To some it implies that the restbase API is now the definitive and exclusive Wikimedia API, which it is not at this point. I can understand that point of view, but also think that we should not shy away from using obvious domain names for fear of its subtle implications.

I don't want to block on this though. Getting this out of the door is more important than the name.

Thanks Gabriel. We can work on a LVS / Varnish / HTTPS layer for this, and get started on this.
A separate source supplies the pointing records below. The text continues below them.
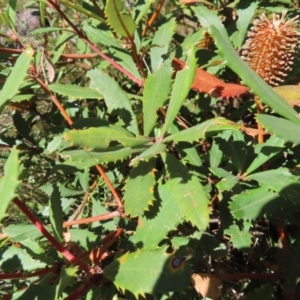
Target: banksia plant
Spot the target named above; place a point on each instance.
(271, 47)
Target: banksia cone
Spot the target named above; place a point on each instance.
(271, 47)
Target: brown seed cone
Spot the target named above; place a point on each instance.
(271, 47)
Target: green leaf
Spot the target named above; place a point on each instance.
(21, 232)
(278, 195)
(265, 152)
(287, 130)
(85, 159)
(16, 77)
(212, 126)
(101, 137)
(228, 180)
(235, 150)
(55, 214)
(139, 188)
(156, 148)
(208, 17)
(74, 91)
(149, 271)
(241, 239)
(99, 209)
(121, 22)
(67, 277)
(254, 204)
(187, 192)
(14, 258)
(181, 88)
(116, 51)
(79, 7)
(160, 42)
(154, 227)
(9, 182)
(250, 78)
(156, 90)
(115, 98)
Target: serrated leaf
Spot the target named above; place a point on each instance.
(154, 227)
(265, 152)
(236, 152)
(16, 77)
(287, 130)
(156, 90)
(55, 214)
(181, 88)
(9, 182)
(290, 93)
(160, 42)
(101, 137)
(250, 78)
(212, 126)
(121, 22)
(149, 271)
(279, 200)
(156, 148)
(188, 194)
(115, 98)
(139, 188)
(85, 159)
(74, 91)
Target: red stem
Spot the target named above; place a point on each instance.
(19, 275)
(68, 255)
(94, 47)
(80, 291)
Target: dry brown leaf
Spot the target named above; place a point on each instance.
(206, 285)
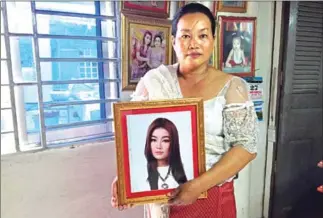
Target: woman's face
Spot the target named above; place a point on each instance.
(157, 42)
(147, 39)
(194, 41)
(160, 143)
(236, 43)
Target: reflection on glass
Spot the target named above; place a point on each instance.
(65, 25)
(109, 109)
(27, 107)
(66, 48)
(3, 48)
(76, 7)
(5, 97)
(107, 8)
(110, 49)
(23, 62)
(2, 27)
(19, 17)
(7, 143)
(4, 73)
(108, 28)
(111, 90)
(6, 120)
(59, 71)
(110, 70)
(71, 114)
(72, 92)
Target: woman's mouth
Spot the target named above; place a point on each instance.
(194, 55)
(159, 152)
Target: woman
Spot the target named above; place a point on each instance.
(156, 54)
(164, 164)
(230, 119)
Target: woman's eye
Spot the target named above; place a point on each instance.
(203, 36)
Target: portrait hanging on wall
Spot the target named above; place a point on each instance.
(160, 145)
(237, 45)
(148, 8)
(145, 45)
(232, 6)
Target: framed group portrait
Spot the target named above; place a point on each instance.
(160, 145)
(232, 6)
(237, 45)
(147, 8)
(146, 44)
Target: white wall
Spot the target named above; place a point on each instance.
(249, 188)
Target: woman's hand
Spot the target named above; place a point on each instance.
(114, 198)
(185, 194)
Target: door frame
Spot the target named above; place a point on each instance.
(276, 82)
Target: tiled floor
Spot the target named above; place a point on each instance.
(61, 183)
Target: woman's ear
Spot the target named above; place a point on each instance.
(173, 40)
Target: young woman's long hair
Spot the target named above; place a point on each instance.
(174, 157)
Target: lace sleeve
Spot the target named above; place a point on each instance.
(240, 120)
(141, 93)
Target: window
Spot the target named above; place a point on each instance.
(65, 65)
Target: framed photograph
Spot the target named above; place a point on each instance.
(146, 44)
(237, 44)
(160, 145)
(232, 6)
(210, 4)
(147, 8)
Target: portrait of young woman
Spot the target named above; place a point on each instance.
(230, 121)
(157, 159)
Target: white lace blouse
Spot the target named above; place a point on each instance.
(226, 122)
(229, 118)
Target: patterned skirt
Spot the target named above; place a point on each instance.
(220, 203)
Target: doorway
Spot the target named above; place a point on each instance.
(299, 138)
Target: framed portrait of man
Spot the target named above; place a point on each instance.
(232, 6)
(146, 44)
(237, 44)
(160, 145)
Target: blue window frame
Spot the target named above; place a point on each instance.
(69, 60)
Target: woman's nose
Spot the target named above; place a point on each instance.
(193, 44)
(159, 145)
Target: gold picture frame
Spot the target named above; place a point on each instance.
(232, 6)
(139, 57)
(135, 125)
(159, 9)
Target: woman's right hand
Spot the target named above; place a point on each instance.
(114, 197)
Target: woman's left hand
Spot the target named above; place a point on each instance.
(185, 194)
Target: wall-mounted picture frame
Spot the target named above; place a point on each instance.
(211, 4)
(146, 44)
(237, 45)
(159, 9)
(159, 144)
(232, 6)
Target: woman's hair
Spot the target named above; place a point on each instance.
(174, 157)
(144, 38)
(190, 9)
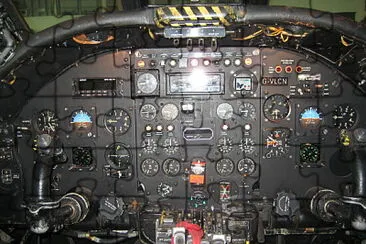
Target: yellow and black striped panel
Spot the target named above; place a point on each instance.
(194, 16)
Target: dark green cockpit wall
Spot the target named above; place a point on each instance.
(41, 14)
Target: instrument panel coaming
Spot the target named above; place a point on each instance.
(255, 123)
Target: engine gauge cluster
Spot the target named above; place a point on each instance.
(117, 121)
(81, 121)
(276, 142)
(150, 167)
(118, 156)
(46, 121)
(311, 117)
(276, 107)
(344, 117)
(171, 167)
(225, 167)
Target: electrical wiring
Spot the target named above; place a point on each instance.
(273, 31)
(345, 41)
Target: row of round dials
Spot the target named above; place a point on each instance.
(116, 121)
(170, 167)
(245, 166)
(224, 111)
(277, 107)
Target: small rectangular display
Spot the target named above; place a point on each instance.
(195, 83)
(243, 83)
(97, 84)
(274, 81)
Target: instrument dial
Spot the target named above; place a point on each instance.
(171, 167)
(170, 145)
(81, 121)
(225, 111)
(148, 112)
(247, 145)
(117, 121)
(169, 111)
(149, 145)
(344, 117)
(149, 167)
(225, 144)
(309, 153)
(247, 111)
(311, 118)
(82, 156)
(147, 83)
(246, 166)
(276, 107)
(46, 122)
(225, 167)
(118, 156)
(276, 142)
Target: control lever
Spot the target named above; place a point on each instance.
(44, 214)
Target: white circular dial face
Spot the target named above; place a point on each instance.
(150, 167)
(169, 111)
(147, 83)
(247, 111)
(225, 167)
(225, 111)
(148, 112)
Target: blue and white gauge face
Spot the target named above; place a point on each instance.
(81, 121)
(311, 117)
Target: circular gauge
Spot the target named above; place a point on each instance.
(310, 118)
(309, 153)
(276, 107)
(171, 167)
(148, 112)
(118, 156)
(147, 83)
(276, 142)
(247, 111)
(149, 167)
(46, 122)
(225, 167)
(81, 121)
(170, 145)
(82, 156)
(117, 121)
(246, 166)
(224, 144)
(225, 111)
(149, 145)
(344, 117)
(169, 111)
(247, 145)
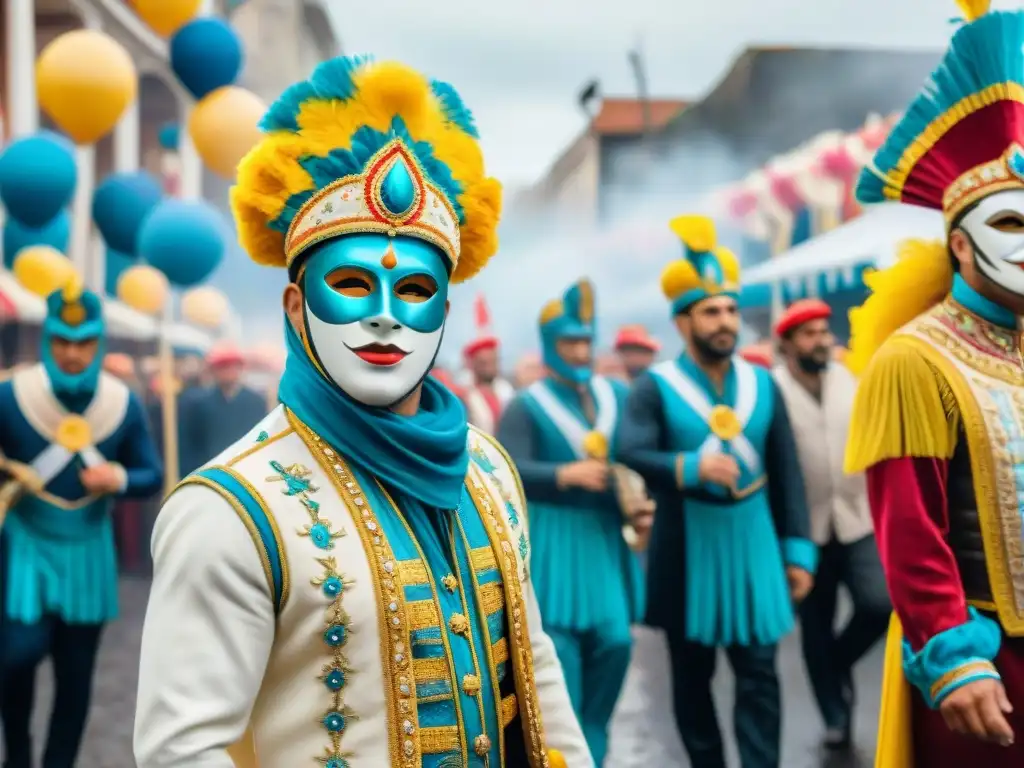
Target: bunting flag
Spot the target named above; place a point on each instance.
(481, 314)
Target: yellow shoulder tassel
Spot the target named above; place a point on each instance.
(921, 278)
(974, 9)
(903, 408)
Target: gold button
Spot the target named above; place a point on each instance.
(481, 744)
(471, 684)
(459, 624)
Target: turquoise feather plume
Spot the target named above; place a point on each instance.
(985, 52)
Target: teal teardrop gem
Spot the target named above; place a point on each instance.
(1016, 163)
(398, 189)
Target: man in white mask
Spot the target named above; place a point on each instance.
(938, 422)
(347, 585)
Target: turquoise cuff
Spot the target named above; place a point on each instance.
(688, 469)
(953, 658)
(801, 553)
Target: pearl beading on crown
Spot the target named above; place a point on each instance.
(391, 197)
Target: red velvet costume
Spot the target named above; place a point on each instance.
(908, 503)
(938, 424)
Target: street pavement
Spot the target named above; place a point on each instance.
(108, 740)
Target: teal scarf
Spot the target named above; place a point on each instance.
(422, 457)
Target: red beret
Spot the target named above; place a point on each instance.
(636, 336)
(800, 312)
(478, 345)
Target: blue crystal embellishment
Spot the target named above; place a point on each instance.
(335, 636)
(334, 722)
(1016, 162)
(398, 188)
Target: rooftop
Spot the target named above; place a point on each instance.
(621, 117)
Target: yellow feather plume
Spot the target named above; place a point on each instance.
(697, 232)
(73, 289)
(270, 175)
(922, 276)
(974, 9)
(678, 278)
(729, 263)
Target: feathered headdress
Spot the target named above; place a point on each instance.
(364, 146)
(961, 138)
(706, 269)
(572, 314)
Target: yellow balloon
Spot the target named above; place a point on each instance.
(223, 127)
(85, 80)
(166, 16)
(205, 306)
(42, 269)
(143, 288)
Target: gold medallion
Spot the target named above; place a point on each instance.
(724, 423)
(74, 433)
(595, 445)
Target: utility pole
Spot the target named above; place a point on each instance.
(640, 75)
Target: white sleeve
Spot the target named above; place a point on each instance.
(561, 729)
(209, 629)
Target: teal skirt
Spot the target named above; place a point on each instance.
(585, 574)
(60, 562)
(736, 591)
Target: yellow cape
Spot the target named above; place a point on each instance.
(895, 748)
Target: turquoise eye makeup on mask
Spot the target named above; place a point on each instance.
(372, 275)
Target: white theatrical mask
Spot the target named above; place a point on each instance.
(376, 360)
(995, 225)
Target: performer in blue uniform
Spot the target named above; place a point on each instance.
(710, 434)
(71, 438)
(588, 581)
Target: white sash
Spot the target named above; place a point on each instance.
(568, 424)
(34, 394)
(696, 398)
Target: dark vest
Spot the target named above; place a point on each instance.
(965, 528)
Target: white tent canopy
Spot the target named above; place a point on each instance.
(871, 238)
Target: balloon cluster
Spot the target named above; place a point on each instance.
(207, 57)
(38, 175)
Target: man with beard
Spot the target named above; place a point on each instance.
(558, 432)
(819, 396)
(636, 349)
(710, 434)
(486, 397)
(938, 421)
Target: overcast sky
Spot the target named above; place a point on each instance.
(520, 64)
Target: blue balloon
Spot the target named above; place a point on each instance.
(206, 54)
(37, 177)
(121, 204)
(170, 136)
(117, 262)
(17, 237)
(183, 240)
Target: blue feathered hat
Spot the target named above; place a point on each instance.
(74, 313)
(961, 138)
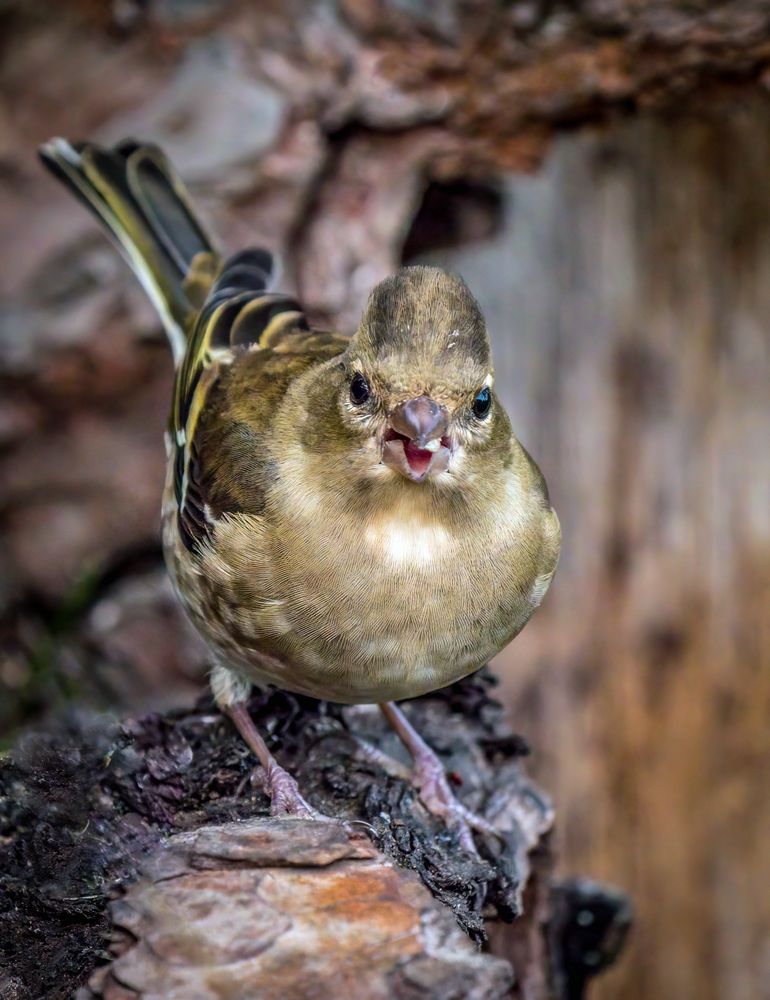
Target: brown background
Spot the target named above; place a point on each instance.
(625, 271)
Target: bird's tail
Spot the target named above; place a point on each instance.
(137, 196)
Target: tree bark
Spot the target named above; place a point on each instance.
(211, 898)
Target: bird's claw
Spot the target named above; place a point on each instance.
(440, 800)
(286, 798)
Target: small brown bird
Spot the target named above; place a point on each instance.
(346, 518)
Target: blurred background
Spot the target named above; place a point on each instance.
(597, 171)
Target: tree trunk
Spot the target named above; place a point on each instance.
(626, 287)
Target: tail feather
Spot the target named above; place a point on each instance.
(139, 199)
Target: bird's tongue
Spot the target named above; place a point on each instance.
(418, 458)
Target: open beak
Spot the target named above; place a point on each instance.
(416, 442)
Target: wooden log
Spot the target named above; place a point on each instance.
(156, 838)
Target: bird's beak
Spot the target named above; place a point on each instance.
(416, 442)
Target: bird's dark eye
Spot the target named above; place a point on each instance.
(359, 389)
(482, 404)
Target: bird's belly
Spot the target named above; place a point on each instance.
(391, 614)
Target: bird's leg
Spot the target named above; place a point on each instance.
(285, 796)
(431, 780)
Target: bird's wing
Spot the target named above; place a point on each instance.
(262, 339)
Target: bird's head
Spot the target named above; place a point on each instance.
(416, 387)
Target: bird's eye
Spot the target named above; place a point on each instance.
(359, 389)
(482, 404)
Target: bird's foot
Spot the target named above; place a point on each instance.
(285, 796)
(430, 779)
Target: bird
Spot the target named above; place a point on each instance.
(347, 517)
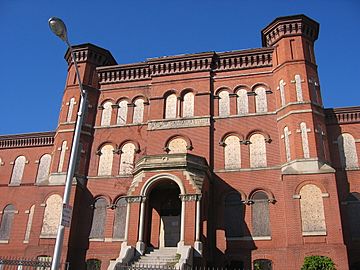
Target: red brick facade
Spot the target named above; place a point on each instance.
(285, 69)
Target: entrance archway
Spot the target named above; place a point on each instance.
(164, 214)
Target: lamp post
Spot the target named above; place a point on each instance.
(58, 27)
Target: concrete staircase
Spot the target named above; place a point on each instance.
(163, 257)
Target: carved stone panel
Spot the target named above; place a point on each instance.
(224, 103)
(170, 106)
(188, 105)
(18, 170)
(260, 100)
(257, 151)
(138, 111)
(44, 168)
(122, 113)
(232, 153)
(312, 209)
(106, 114)
(127, 159)
(106, 160)
(52, 216)
(242, 102)
(177, 145)
(347, 151)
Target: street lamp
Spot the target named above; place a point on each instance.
(58, 27)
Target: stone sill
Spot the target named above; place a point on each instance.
(249, 238)
(317, 233)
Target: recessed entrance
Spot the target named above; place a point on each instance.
(164, 214)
However we can't offer SPDY at this time. We'd really like to offer SPDY (and/or HTTP 2) in the near future, but we're not nearly ready for this, and won't be for at least another quarter. We need to figure out what we're gonna do with our HTTPS layer first, and have just started work on this. This will also determine what we can do around SPDY & HTTP2. (And no, it's not a straightforward upgrade to a newer nginx right now. :) As SPDY doesn't appear to be a strict requirement for RESTbase at all, I'd like to decouple it from this project, and revisit it later.

What would be the disadvantages of using api.wikimedia.org?

To some it implies that the restbase API is now the definitive and exclusive Wikimedia API, which it is not at this point.

Count me as part of "some". :-) I think we made a mistake during the years that we referred to what we now call the Action API as simply "the API". Having "api.wikimedia.org" puts us right back in that spot.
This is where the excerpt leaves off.